How Eurovision 2025 promises the comeback of a little-known musical trick
Get ready, Eurovision fans: this year's contest promises a return to the musically complex and satisfying sounds of the past. As 37 countries prepare to take the stage in Basel, Switzerland, for the grand final on Saturday, a resurgence of key changes and unusual time signatures is set to delight viewers.
While spectacle, national pride, and eccentricity remain at Eurovision's core, the 2025 contest marks a revival of musical elements rarely seen in recent years.
The key change, a hallmark of Eurovision from the 1950s to the 1990s, experienced a decline in the early 2000s, disappearing entirely in 2023 and appearing only once in 2024.
This year, however, it features in five songs, including the Swedish favourite, "Bara Bada Bastu," as well as entries from Iceland, Israel, Ukraine, and host nation Switzerland.
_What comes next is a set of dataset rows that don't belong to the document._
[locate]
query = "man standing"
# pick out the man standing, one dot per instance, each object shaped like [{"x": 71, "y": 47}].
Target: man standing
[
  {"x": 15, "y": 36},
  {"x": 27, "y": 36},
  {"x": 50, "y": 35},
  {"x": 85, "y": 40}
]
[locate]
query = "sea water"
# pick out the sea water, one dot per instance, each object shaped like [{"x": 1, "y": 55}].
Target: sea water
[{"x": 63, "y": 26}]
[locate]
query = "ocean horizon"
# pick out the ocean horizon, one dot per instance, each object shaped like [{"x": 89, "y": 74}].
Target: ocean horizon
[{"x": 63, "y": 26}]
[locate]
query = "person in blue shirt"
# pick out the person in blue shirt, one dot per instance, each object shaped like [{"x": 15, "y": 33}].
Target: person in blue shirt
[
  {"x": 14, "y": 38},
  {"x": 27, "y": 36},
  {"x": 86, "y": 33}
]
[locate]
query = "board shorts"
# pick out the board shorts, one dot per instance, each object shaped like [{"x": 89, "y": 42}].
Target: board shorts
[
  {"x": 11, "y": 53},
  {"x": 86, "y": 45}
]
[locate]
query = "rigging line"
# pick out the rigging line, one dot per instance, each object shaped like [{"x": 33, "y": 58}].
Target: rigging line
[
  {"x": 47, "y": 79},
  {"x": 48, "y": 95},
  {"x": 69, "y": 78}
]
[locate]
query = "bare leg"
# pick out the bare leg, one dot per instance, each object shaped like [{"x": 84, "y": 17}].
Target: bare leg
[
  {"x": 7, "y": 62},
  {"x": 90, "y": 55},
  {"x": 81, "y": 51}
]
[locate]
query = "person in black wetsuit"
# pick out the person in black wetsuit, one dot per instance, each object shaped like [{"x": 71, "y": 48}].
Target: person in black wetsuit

Beyond key changes, the 2025 contest also sees a return to more diverse time signatures. While early Eurovision entries frequently experimented with rhythms and structures, including 3/4 and 5/4 time, the standard 4/4 beat has dominated since the 1970s.
Last year's final saw every song in 4/4, the sixth such occurrence since 2000. This year promises a welcome shift away from this rhythmic uniformity.
This year the contest boasts a more varied mix of rhythms, however.
Israel's song is a fast-paced waltz in 6/8 time (two groups of three beats per bar); the Czech Republic's song is also in 6/8 time, but switches to a disco-style four beats per bar during its middle section; and Ukraine's entry has four beats per bar, but each beat is actually a group of three quavers, meaning it is in 12/8 time.
Georgia's song is the most complex of all, with a verse that has five beats per bar, a chorus that has three beats per bar, and a free-flowing middle section with no beats at all, where Mariam Shengelia sings phrases at her own pace.
While experiments with time signatures represent one of the more complex musical characteristics of the contest, one of its simplest are the lyrics 'la la la': a phrase cemented in Eurovision folklore when Spain won in 1968 with a song titled precisely that: La La La.
In both of the following years, 1969 and 1970, 25% of finalists included 'la la la' in their lyrics.
The popularity of the phrase waned slightly in the 1970s, but 'la la la' was still turning up in 17% of songs in the final as late as 1982.
Since then, the 'la' has more or less vanished and has been absent in almost every final since 2000.
But this year it makes a rare appearance, decorating the chorus of the Netherlands' entry C'est La Vie.
Luxembourg has not quite embraced this tradition in full, offering instead a few bursts of 'na na na', while Ireland has gone for 'ba da dum bum'.
The UK is represented at this year's contest by the trio Remember Monday: the first time since 1999 the country has sent an all-female group to the contest.
Their song What the Hell Just Happened? does not contain any key changes or unusual time signatures, but it does manage to both speed up and slow down during its three minutes.
In any other year, these changes in tempo might have helped Remember Monday stand out from the other entries.
But by a curious coincidence, three other countries – Austria, Finland and Switzerland – have all deployed a similar gimmick and entered songs that speed up part-way through.
The UK has also chosen to ignore the current fashion for songs in a minor key and instead is one of six countries whose entry is in a major key, up from two countries last year.
Songs in minor keys were scarce in the early years of Eurovision.
There were none at all in the contests in 1957-59 or in 1964, though 1961 saw the first minor-key winner (Nous Les Amoureux by Jean-Claude Pascal for Luxembourg).
The proportion of songs in a minor key topped a quarter for the first time in 1965 but did not pass a third until 1979, and it took until 2002 to pass 50%.
Since 2005, more than half of the songs in the final have been in a minor key save for one year (2013), with the proportion passing three-quarters in 2023.
Neither of the two countries that entered major-key songs in 2024 made it through the semi-finals, meaning last year was the first time every song in the grand final was in a minor key.
The world will be spared a repeat of this gloomy scenario in 2025, however.
Five countries automatically qualify for the grand final each year thanks to the size of their financial contribution to the contest's organiser, the European Broadcasting Union – and one of these is the UK, meaning Remember Monday's major-key song will definitely be in the final on Saturday.